Project 5: Perceptual coherence and the role of FPD in noise
This project aims to use computational techniques to build linguistic structures such as prosodic trees on the basis of ‘perceptual coherence’, that is, the grouping of sound components such as harmonics and formants into larger units. The Sheffield project will examine overlap in conversations. The Cluj project will examine other aspects of the relationship between FPD and auditory perceptual coherence, and test the hypothesis that FPD-derived coherence contributes to speech processing in noise.
Perceptual experiments have shown that synthetic speech is more intelligible in noise when it contains FPD that mimics natural speech patterns. Knowledge of the FPD for one’s native language may also result in speech perception advantages over non-native listeners in noise. Intriguingly, FPD that affects intelligibility in noise is often not easily noticeable in good listening conditions. One hypothesis is that the FPD enables better grouping of the auditory signal, and thereby more efficient lexical access and understanding. Perceptually coherent signals should result in structures that are robust in everyday noise conditions (including competing speakers).

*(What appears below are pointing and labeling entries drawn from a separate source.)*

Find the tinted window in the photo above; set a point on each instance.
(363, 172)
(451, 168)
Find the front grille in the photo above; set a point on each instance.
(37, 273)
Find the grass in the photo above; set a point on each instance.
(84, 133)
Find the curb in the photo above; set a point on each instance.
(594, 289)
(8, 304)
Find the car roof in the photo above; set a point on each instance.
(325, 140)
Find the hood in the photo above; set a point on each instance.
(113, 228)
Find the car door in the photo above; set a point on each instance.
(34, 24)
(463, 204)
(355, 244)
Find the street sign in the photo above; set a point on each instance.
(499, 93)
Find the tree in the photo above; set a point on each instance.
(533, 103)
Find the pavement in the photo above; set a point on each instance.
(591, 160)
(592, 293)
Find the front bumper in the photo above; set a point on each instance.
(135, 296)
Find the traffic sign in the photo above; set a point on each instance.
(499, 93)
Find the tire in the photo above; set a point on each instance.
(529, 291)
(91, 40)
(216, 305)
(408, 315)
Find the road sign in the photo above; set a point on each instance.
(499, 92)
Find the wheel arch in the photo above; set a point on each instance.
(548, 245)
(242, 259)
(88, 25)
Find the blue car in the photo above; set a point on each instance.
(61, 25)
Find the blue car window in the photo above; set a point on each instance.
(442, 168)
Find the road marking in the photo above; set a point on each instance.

There will be three linguistic-phonetic foci in our investigations: (1) Short-term spectrotemporal changes, e.g. near segment boundaries, that may contribute low-level auditory coherence. (2) Systematic variation that spreads over several syllables and provides information either about a single phoneme (e.g. /r/ resonance in English, vowel harmony in French) and/or about prosodic structures such as accent groups and intonational phrases (e.g. f0 contour; strengthening at phrase boundaries). (3) Phonetic variation due to morphological structure as described above. Pilot data analysed in Cambridge and Sheffield suggests that morphological differences may involve elements of (1) and interact with prosodic strengthening (3), so this third focus links low-level auditory processes with higher-order prosodic structure as well as grammar.

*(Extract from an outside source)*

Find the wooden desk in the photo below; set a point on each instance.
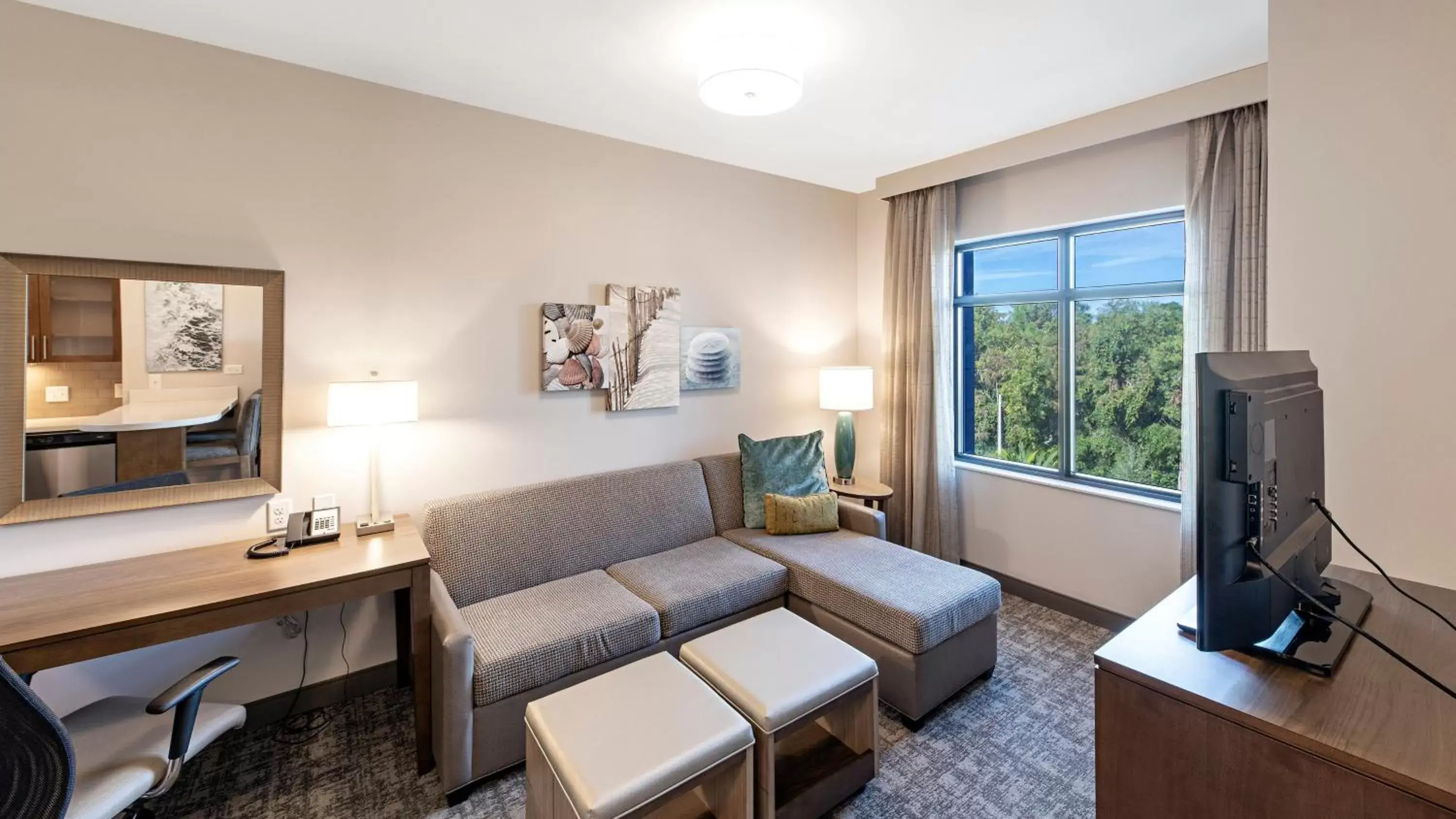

Three additional project options are available. (1) To study speech produced in the presence of an N-talker babble for various N, to examine how FPD is affected by speech production changes brought about by noise. (2) To include audio-visual experiments, thus broadening to an ecologically-valid, multi-sensory approach that addresses general perceptual, rather than just auditory, coherence. (3) To use other languages (particularly Romanian) as a testbed for a predictive account of coherence-inducing FPD.
Methods Paired stimuli will be constructed that are identical except for the presence/absence of FPD, and their word intelligibility in noise assessed. Stimuli whose intelligibility is enhanced in noise will be used for the computational modelling. Intelligibility tests will follow standard procedures. Computational auditory scene analysis algorithms and simulations of auditory ‘glimpsing’ opportunities will be used to determine which parts of the speech signal are most salient in noise. Explanations for improvements in intelligibility will be sought with reference to auditorily-salient information.
Young researchers One ESR (Gorisch) is based at Sheffield; and one ESR (Kabir) will be based at Cluj. They will visit Cambridge and/or York for FPD, and Leuven for noisy episodic representations. This project integrates computer science with phonetics & phonology.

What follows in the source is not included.